In direct opposition to the ideals espoused in Mr. Luther King Jr.’s infamous “I have a Dream!” speech, it seems that we have moved to a place where people are very much judged by the color of the skin, and where the content of their character is assumed for them based on their heritage. Why is it suddenly ok for headlines and authors and speakers to openly abuse white skin color as if it is a scourge on humanity while simultaneously accusing them of treating other races the same? Isn’t that kind of gross generalization what we are claiming is the root of all of our problems in America? Is anyone else seeing this hypocrisy? And when does this kind of rhetoric start inflicting harm on our children? How is constantly dividing us into categories of oppressor and oppressed going to create unity?

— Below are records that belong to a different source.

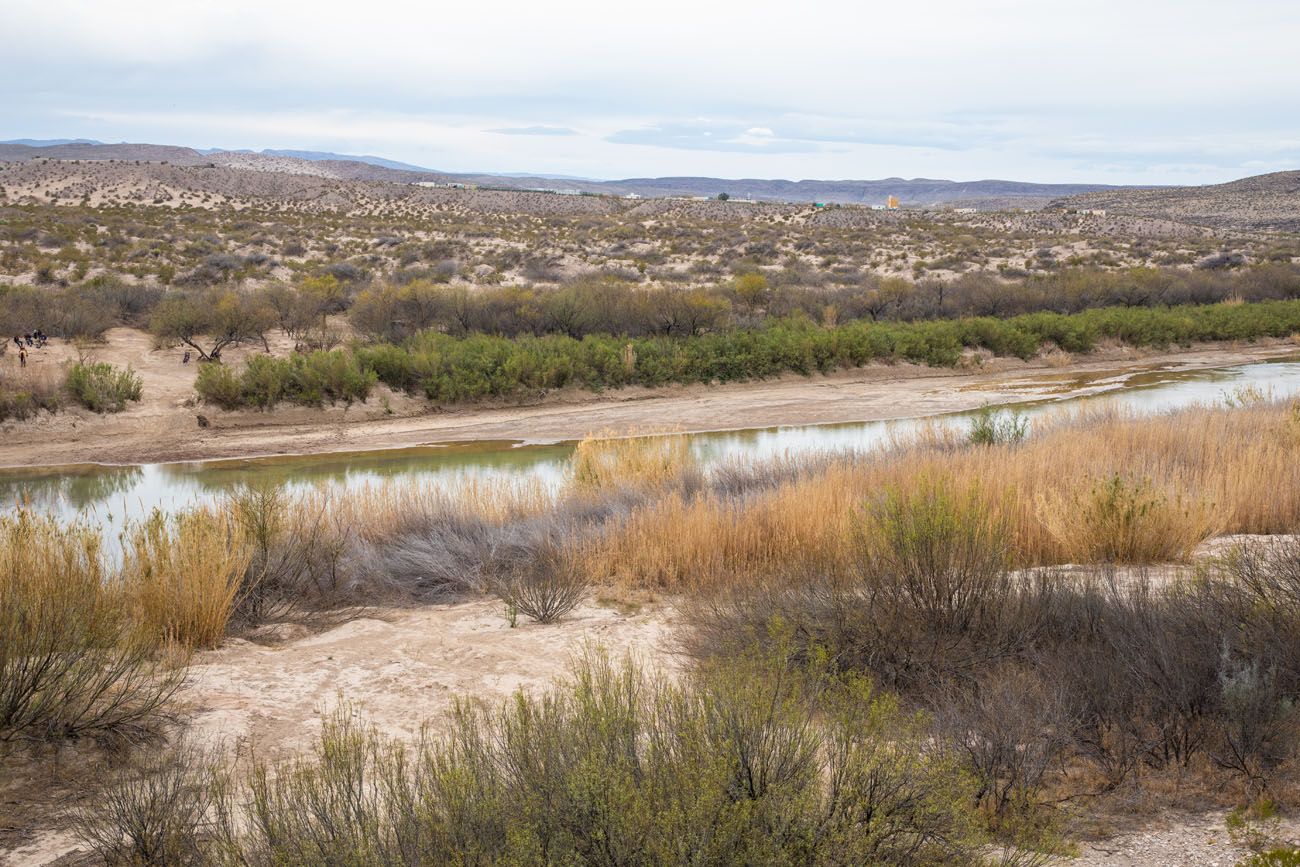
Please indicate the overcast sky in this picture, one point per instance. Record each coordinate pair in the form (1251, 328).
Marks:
(1118, 91)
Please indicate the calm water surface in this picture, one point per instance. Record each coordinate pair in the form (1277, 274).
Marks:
(109, 495)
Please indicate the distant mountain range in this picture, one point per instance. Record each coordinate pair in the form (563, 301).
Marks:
(914, 191)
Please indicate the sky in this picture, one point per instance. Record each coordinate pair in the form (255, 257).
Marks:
(1096, 91)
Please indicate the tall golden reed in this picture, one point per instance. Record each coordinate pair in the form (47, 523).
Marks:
(1088, 486)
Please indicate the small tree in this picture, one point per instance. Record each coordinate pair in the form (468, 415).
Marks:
(212, 320)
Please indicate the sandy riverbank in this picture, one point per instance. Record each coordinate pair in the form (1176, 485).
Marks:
(165, 425)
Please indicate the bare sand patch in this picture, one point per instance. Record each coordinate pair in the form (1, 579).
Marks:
(164, 425)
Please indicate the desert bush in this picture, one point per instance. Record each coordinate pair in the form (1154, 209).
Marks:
(312, 380)
(936, 550)
(185, 575)
(156, 813)
(295, 546)
(211, 320)
(72, 662)
(545, 588)
(758, 763)
(992, 427)
(1123, 520)
(463, 365)
(102, 388)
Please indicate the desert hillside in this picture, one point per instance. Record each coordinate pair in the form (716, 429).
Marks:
(1265, 202)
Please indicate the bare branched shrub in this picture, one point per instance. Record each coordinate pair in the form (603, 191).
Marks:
(1012, 725)
(939, 550)
(545, 588)
(157, 813)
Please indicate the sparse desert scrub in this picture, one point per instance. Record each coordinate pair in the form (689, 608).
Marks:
(72, 660)
(102, 388)
(755, 763)
(1051, 685)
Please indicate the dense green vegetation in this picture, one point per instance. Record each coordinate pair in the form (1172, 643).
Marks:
(477, 367)
(308, 380)
(102, 388)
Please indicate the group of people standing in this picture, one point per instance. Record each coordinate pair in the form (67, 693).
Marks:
(35, 339)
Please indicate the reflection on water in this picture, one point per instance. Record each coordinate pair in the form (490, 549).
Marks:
(113, 494)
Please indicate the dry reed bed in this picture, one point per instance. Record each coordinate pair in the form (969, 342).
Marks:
(1091, 486)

A mere 61 years ago, Ruby Bridges bravely walked past jeers and signs of hatred to attend her recently desegregated school. We promised her and future children we would do better. Yet just a few weeks ago, after the tragic shooting in Atlanta, the marquee outside of Chief Leschi Elementary in Seattle greeted it’s student body, some of them white, with the call to “End White Terrorism!”. We have reports from parents that their children, some as as young as second grade, are lamenting and grieving their white skin, the guilt of the actions of their ancestors laying heavy on their 8yr old shoulders as they learn about the trail of tears. Is that really where we want this to go? Is that the end goal? To make white children feel guilty and responsible for sins they didn’t commit due to being born in a skin color they can’t escape? And then what? They will always be white. Again, no one sees the hypocrisy? When will it be enough?